Sequence Node Fields Options

Before executing a Sequence node, you must specify ID and content fields on the Fields tab of the Sequence node. If you want to use a time field, you also need to specify that here.

ID field. Select an ID field from the list. Numeric or symbolic fields can be used as the ID field. Each unique value of this field should indicate a specific unit of analysis. For example, in a market basket application, each ID might represent a single customer. For a Web log analysis application, each ID might represent a computer (by IP address) or a user (by login data).

IDs are contiguous. If your data are presorted so that all records with the same ID are grouped together in the data stream, select this option to speed up processing. If your data are not presorted (or you are not sure), leave this option unselected, and the Sequence node will sort the data automatically.

Note: If your data are not sorted and you select this option, you may get invalid results in your Sequence model.

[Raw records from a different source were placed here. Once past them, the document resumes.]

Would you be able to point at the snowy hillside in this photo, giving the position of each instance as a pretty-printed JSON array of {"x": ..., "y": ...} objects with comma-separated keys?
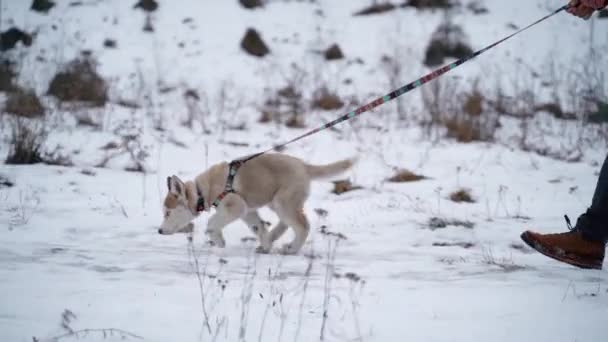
[{"x": 80, "y": 256}]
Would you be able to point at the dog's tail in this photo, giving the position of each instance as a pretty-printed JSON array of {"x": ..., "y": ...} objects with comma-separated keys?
[{"x": 328, "y": 170}]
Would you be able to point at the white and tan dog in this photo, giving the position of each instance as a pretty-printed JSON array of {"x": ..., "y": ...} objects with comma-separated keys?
[{"x": 275, "y": 180}]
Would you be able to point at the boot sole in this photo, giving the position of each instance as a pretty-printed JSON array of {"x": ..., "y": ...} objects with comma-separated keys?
[{"x": 594, "y": 265}]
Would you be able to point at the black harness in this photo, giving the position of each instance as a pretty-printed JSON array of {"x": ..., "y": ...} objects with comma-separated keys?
[{"x": 233, "y": 167}]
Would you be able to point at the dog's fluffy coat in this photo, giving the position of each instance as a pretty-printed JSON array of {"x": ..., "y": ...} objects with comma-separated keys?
[{"x": 278, "y": 181}]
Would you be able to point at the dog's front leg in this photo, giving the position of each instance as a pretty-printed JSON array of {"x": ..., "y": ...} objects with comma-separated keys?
[{"x": 230, "y": 209}]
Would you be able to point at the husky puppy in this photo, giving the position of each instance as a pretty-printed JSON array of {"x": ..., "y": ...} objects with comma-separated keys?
[{"x": 278, "y": 181}]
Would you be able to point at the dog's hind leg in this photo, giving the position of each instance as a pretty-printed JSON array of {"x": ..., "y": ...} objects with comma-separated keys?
[
  {"x": 230, "y": 209},
  {"x": 296, "y": 219},
  {"x": 258, "y": 227}
]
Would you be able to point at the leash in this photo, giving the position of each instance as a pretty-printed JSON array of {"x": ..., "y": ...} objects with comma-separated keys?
[{"x": 236, "y": 164}]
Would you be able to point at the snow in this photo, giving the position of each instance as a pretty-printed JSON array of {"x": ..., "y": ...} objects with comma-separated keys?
[{"x": 88, "y": 243}]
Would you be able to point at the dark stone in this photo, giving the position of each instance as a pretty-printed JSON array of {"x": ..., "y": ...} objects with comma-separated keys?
[
  {"x": 333, "y": 52},
  {"x": 10, "y": 38},
  {"x": 253, "y": 44},
  {"x": 42, "y": 6}
]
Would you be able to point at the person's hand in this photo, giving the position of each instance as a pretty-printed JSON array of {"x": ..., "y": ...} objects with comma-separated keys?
[{"x": 585, "y": 8}]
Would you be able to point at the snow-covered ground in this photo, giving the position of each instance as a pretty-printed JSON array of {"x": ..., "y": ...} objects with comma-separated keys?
[{"x": 84, "y": 239}]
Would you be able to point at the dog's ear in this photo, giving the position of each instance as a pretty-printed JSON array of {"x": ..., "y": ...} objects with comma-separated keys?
[{"x": 176, "y": 186}]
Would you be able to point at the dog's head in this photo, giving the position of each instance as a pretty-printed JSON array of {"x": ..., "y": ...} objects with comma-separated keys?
[{"x": 176, "y": 209}]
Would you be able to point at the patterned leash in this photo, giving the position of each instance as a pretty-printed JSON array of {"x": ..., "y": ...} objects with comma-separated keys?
[
  {"x": 236, "y": 164},
  {"x": 405, "y": 89}
]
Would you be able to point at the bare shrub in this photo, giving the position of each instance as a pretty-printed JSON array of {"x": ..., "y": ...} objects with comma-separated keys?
[
  {"x": 195, "y": 103},
  {"x": 462, "y": 114},
  {"x": 465, "y": 245},
  {"x": 12, "y": 36},
  {"x": 505, "y": 264},
  {"x": 69, "y": 333},
  {"x": 24, "y": 103},
  {"x": 430, "y": 4},
  {"x": 342, "y": 186},
  {"x": 251, "y": 4},
  {"x": 131, "y": 145},
  {"x": 80, "y": 82},
  {"x": 376, "y": 8},
  {"x": 26, "y": 142},
  {"x": 435, "y": 223},
  {"x": 287, "y": 105},
  {"x": 405, "y": 175},
  {"x": 393, "y": 69}
]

Time field. If you want to use a field in the data to indicate event times, select Use time field and specify the field to be used. The time field must be numeric, date, time, or timestamp. If no time field is specified, records are assumed to arrive from the data source in sequential order, and record numbers are used as time values (the first record occurs at time "1"; the second, at time "2"; and so on).

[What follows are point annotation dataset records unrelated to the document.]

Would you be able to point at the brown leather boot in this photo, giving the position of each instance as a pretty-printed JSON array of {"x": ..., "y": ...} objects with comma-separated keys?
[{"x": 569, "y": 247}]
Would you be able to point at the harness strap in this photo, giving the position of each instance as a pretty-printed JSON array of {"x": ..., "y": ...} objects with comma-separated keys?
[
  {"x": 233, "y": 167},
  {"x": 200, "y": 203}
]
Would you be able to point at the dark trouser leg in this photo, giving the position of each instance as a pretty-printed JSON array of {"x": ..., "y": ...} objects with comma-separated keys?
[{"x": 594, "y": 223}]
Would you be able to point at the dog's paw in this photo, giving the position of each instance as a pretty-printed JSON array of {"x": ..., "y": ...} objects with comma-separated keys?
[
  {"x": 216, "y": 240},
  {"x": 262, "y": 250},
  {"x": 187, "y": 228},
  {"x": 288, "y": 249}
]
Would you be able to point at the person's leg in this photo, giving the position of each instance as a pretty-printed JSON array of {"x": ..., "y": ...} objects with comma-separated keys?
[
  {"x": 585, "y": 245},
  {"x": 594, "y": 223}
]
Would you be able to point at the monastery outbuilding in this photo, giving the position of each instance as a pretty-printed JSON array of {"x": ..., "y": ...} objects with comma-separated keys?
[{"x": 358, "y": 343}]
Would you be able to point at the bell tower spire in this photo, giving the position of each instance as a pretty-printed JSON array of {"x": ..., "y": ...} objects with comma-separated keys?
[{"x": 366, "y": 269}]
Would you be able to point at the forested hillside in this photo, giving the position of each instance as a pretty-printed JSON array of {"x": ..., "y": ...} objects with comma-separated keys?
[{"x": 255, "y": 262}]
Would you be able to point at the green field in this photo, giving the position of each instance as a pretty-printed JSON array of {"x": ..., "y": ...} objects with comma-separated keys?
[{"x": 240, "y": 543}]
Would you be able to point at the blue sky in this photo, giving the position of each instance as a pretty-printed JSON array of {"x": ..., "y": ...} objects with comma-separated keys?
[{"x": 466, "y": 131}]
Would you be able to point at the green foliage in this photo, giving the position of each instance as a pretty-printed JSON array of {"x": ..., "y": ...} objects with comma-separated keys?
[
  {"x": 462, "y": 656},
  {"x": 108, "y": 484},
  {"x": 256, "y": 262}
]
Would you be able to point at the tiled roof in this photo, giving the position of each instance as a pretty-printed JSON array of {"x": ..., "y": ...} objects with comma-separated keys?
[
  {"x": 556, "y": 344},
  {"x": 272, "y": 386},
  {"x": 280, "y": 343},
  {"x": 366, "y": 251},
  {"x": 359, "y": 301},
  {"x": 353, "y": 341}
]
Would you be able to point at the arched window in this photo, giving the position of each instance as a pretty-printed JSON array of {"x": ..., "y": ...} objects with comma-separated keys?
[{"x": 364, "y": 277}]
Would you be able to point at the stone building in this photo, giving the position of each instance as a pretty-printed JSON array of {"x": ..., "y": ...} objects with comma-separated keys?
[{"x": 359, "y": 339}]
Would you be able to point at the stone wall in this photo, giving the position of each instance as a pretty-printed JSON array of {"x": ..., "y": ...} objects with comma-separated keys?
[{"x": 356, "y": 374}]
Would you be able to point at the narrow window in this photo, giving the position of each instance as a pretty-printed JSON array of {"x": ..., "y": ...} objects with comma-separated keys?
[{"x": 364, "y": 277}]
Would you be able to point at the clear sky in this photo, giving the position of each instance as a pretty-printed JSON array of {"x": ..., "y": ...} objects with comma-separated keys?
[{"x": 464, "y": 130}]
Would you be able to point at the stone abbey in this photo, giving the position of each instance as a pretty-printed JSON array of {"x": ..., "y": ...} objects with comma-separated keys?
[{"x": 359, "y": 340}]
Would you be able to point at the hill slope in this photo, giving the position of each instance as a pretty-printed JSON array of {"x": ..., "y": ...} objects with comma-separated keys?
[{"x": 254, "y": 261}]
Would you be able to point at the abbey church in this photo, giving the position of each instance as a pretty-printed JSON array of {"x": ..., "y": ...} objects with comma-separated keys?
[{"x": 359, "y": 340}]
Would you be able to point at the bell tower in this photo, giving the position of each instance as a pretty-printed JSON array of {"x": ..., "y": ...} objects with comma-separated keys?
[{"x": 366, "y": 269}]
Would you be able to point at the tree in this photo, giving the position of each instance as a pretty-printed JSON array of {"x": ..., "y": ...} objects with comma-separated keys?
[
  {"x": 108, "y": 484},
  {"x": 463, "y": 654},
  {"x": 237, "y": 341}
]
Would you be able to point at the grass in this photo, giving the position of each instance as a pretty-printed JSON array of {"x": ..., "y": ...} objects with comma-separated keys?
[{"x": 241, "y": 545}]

Content fields. Specify the content field(s) for the model. These fields contain the events of interest in sequence modeling.

The Sequence node can handle data in either tabular or transactional format. If you use multiple fields with transactional data, the items specified in these fields for a particular record are assumed to represent items found in a single transaction with a single timestamp. See the topic Tabular versus Transactional Data for more information.

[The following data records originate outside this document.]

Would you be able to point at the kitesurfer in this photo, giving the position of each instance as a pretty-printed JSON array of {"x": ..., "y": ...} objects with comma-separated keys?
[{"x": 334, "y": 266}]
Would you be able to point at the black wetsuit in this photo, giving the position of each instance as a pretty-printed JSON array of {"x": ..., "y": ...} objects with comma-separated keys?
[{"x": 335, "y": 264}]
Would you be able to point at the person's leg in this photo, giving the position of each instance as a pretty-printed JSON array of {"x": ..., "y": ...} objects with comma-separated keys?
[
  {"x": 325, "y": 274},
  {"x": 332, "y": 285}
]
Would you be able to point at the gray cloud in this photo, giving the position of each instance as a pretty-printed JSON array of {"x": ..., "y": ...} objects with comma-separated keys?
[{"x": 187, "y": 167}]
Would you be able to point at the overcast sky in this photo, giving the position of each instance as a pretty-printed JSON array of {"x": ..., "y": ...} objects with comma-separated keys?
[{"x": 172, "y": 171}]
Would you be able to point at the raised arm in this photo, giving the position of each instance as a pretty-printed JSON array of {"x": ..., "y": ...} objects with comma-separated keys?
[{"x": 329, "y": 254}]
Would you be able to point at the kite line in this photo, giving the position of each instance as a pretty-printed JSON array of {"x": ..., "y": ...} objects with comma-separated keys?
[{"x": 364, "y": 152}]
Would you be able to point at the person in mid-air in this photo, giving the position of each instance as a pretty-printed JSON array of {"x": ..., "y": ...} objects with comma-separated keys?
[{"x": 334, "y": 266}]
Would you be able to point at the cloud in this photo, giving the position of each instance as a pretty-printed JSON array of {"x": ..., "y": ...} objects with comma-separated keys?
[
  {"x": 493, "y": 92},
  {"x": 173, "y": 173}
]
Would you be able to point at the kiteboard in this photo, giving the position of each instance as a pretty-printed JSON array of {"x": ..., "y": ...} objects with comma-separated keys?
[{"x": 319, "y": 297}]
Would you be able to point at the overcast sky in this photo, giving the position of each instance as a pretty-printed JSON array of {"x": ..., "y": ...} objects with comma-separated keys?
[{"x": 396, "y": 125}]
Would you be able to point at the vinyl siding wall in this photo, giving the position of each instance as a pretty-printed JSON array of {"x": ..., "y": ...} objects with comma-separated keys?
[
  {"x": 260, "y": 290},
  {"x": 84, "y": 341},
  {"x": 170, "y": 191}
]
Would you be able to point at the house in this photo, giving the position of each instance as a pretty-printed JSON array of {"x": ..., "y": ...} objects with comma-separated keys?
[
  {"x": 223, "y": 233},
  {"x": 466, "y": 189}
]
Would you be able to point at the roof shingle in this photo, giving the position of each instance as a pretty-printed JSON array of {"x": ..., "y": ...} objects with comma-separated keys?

Partition. This field allows you to specify a field used to partition the data into separate samples for the training, testing, and validation stages of model building. By using one sample to generate the model and a different sample to test it, you can get a good indication of how well the model will generalize to larger datasets that are similar to the current data. If multiple partition fields have been defined by using Type or Partition nodes, a single partition field must be selected on the Fields tab in each modeling node that uses partitioning. (If only one partition is present, it is automatically used whenever partitioning is enabled.) Also note that to apply the selected partition in your analysis, partitioning must also be enabled in the Model Options tab for the node. (Deselecting this option makes it possible to disable partitioning without changing field settings.)